For 4s, we have n = 4 and l = 0. Hence, (n + l) = 4. For 4d, we have n = 4 and l = 2. Hence, (n + l) = 6. The 4s orbital has a lower (n + l) value compared to the 4d orbital. Therefore, the 4d orbital is higher in energy than the 4s orbital.

(c) 4f or 6s Orbital Comparison

For 4f, we have n = 4 and l = 3. Hence, (n + l) = 7. For 6s, we have n = 6 and l = 0. Hence, (n + l) = 6. The 4f orbital has a higher (n + l) value compared to the 6s orbital. Therefore, the 4f orbital is higher in energy than the 6s orbital.

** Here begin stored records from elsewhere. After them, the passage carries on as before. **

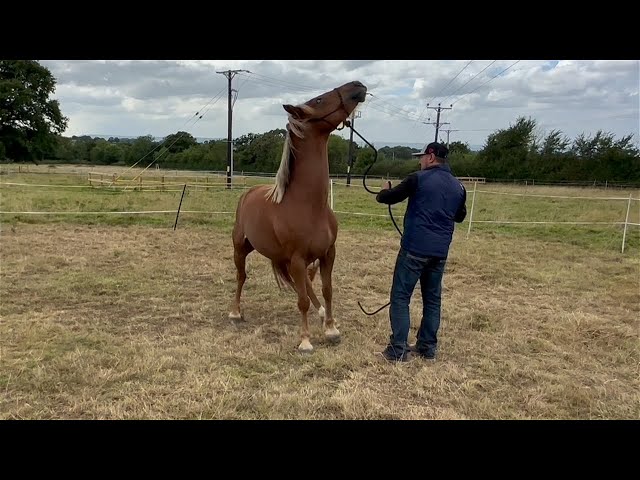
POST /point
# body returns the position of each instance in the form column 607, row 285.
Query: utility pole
column 448, row 132
column 350, row 166
column 437, row 122
column 230, row 74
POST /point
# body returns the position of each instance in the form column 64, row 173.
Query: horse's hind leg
column 298, row 271
column 331, row 333
column 240, row 252
column 311, row 271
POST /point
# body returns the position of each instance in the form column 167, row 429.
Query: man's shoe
column 428, row 354
column 390, row 354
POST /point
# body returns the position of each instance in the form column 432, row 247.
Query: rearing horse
column 291, row 222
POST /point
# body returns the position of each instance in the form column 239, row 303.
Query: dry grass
column 129, row 322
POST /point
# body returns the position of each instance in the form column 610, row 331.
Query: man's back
column 438, row 201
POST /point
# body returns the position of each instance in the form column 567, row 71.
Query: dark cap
column 434, row 147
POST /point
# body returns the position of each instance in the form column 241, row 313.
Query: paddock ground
column 102, row 321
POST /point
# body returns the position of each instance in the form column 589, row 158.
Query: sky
column 132, row 98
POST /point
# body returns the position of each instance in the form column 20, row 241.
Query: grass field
column 120, row 316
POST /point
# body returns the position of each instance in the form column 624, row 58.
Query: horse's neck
column 310, row 176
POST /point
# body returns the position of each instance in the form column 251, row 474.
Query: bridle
column 347, row 123
column 364, row 184
column 342, row 106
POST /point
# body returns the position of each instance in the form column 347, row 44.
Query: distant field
column 118, row 316
column 597, row 221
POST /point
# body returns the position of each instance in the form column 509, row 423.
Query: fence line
column 331, row 192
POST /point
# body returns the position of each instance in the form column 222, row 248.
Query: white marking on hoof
column 332, row 334
column 305, row 346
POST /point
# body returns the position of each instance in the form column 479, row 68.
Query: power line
column 437, row 122
column 230, row 74
column 468, row 81
column 497, row 75
column 445, row 87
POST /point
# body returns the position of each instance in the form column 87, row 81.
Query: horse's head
column 330, row 109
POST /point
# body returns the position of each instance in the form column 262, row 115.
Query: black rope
column 364, row 183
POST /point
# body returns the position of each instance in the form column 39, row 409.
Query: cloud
column 132, row 97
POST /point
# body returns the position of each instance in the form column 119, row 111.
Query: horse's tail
column 281, row 273
column 313, row 269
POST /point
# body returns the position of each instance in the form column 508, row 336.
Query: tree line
column 31, row 127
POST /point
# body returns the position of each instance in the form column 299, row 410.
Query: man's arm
column 462, row 210
column 399, row 192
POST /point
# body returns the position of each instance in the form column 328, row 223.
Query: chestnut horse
column 291, row 222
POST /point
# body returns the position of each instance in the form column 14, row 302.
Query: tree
column 178, row 142
column 554, row 144
column 29, row 120
column 459, row 147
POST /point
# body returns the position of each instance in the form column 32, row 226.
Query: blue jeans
column 408, row 270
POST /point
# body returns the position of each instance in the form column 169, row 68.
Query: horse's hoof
column 305, row 347
column 332, row 335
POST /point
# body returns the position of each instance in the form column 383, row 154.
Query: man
column 437, row 200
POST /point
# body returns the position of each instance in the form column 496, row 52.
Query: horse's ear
column 295, row 112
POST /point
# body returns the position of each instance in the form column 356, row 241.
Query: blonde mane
column 297, row 128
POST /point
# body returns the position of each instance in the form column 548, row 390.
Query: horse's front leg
column 298, row 271
column 331, row 333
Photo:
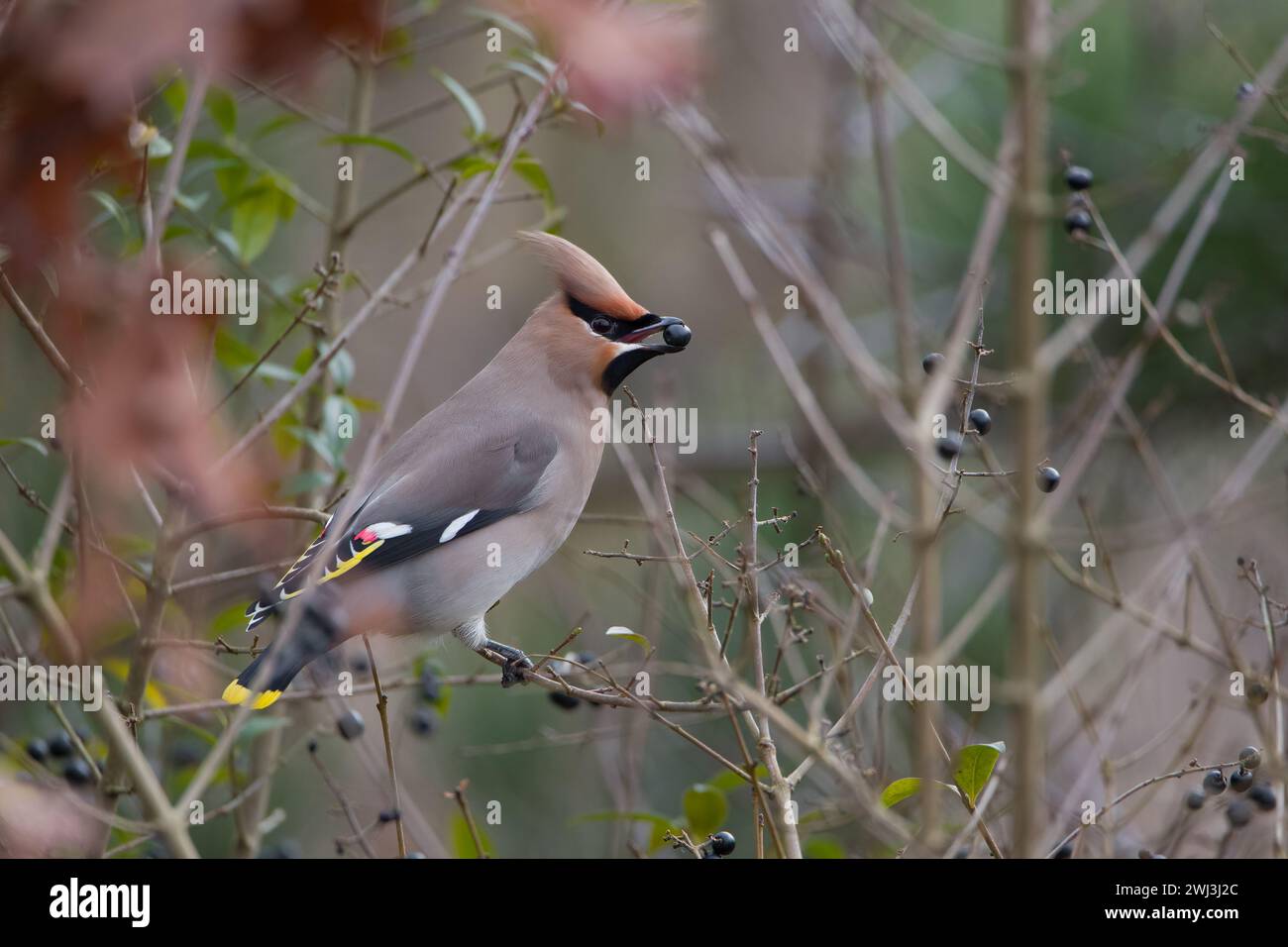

(d) 1s or 2s Orbital Comparison

For 1s, we have n = 1 and l = 0. Hence, (n + l) = 1. For 2s, we have n = 2 and l = 0. Hence, (n + l) = 2. The 1s orbital has a lower (n + l) value compared to the 2s orbital. Therefore, the 2s orbital is higher in energy than the 1s orbital.